幼馴染は安心する。けど、片方はそれ以上を望む
———同時刻。昼休み。
「んー……」
日菜子は、友達である早苗と美月と机をくっつけてお弁当を食べていたが……時々ボーと何かを考えている様子であった。
「ん? 日菜子どしたの?」
「えっとね、今日は旭晴さんと弘香さん見かけないなぁと」
「それ、前もじゃなかった? たまたまでしょー」
「そうだったけど〜」
「あっ!」
「なんだよ、美月……。大きい声出してぇ……」
「そういえば、あさっちのクラスを通ったとき、弘香さんは熱で休み。
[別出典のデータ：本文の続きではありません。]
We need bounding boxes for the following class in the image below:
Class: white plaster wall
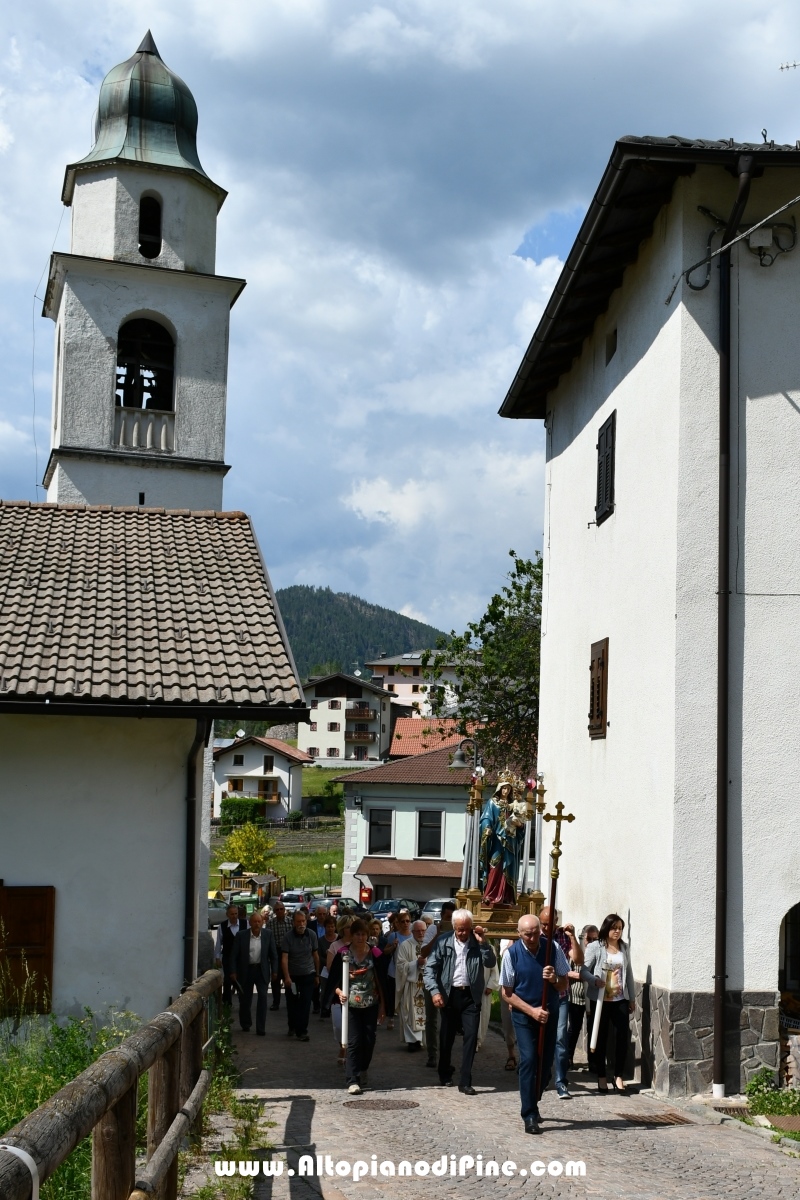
[540,168,800,991]
[0,715,201,1019]
[47,455,223,512]
[54,259,231,462]
[71,164,217,275]
[539,194,682,986]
あさっちは早退したって話聞こえた」
「先に言えよ〜!」
「ええ、弘香さんが熱!? 旭晴さんが早退!? 2人とも大丈夫かなぁ……」
「あさっちの方は、さっき早退したらしいよ。なんでもかなりの腹痛らしい」
美月の言葉を聞き、日菜子はハッとする。
「旭晴さんは弘香さんを看病しに帰ったんだね」
「えっ、腹痛じゃないの?」
「それは……仮病じゃないかな?」
「えっ、まじ!?」
「日菜子、なんで分かるの?」
驚く早苗と美月に、日菜子は確信を持った微笑みで言う。
「旭晴さんと弘香さんは……仲良しだから」
◆
「まずは腹ごしらえってことで……たまごおかゆ作ってきたよ〜」
弘香ちゃんは昼ごはんがまだということで、キッチンをお借りして作ってきた。
土鍋を開けると、ほわぁと湯気立つ。中は、ごはんと溶いた卵を入れて煮た、優しい味わいのシンプルなたまごおかゆ。
「かき混ぜて冷ますからちょっと待っててねー」
「ん……ありがとう」
弘香ちゃんがベッドからゆっくりと起き上がる。
先ほど熱を測ったら、また高くなっていた。またすぐ下がると思うけど、タチの悪い熱じゃなければいいなぁ……。
「と……はい。おかゆ食べても良いよ」
「……食べさせて」
「………」
「食べさせて」
「あっ、うん。聞こえてるよ」
今日も随分と素直だ。そもそも熱で体がだるいのだから食べさせないといけないか。
「ふうふう……はい、あーん」
「あー……」
小さく開けた口に、たまごおかゆが乗ったレンゲを近づけて……パクリ。弘香ちゃんはもぐもぐと食べる。
「ん、美味しい……」
「良かった。食欲あって」
「……次」
「はいはい」
弘香ちゃんが催促するたびに、たまごおかゆが乗ったレンゲを口に持っていく。弘香ちゃんはとろんとした瞳ながらも口はしっかりと動いていて……そして……ゆっくりながらもたまごおかゆを完食した。
「ありがとう旭晴……」
「僕は弘香ちゃんの"幼馴染"だからね!」
当然だよ、とばかりに笑ってみせると弘香ちゃんもまた微笑み返して……段々と笑みが消えていった。
「弘香ちゃん? 気分でも悪くなったの?」
「……なんでもないわ」
「そう? 容器片付けてくるね。あと、新しい熱冷ましシート取ってくる」
「……うん」
旭晴が階段を降りる音を聞きながら、弘香は呟く。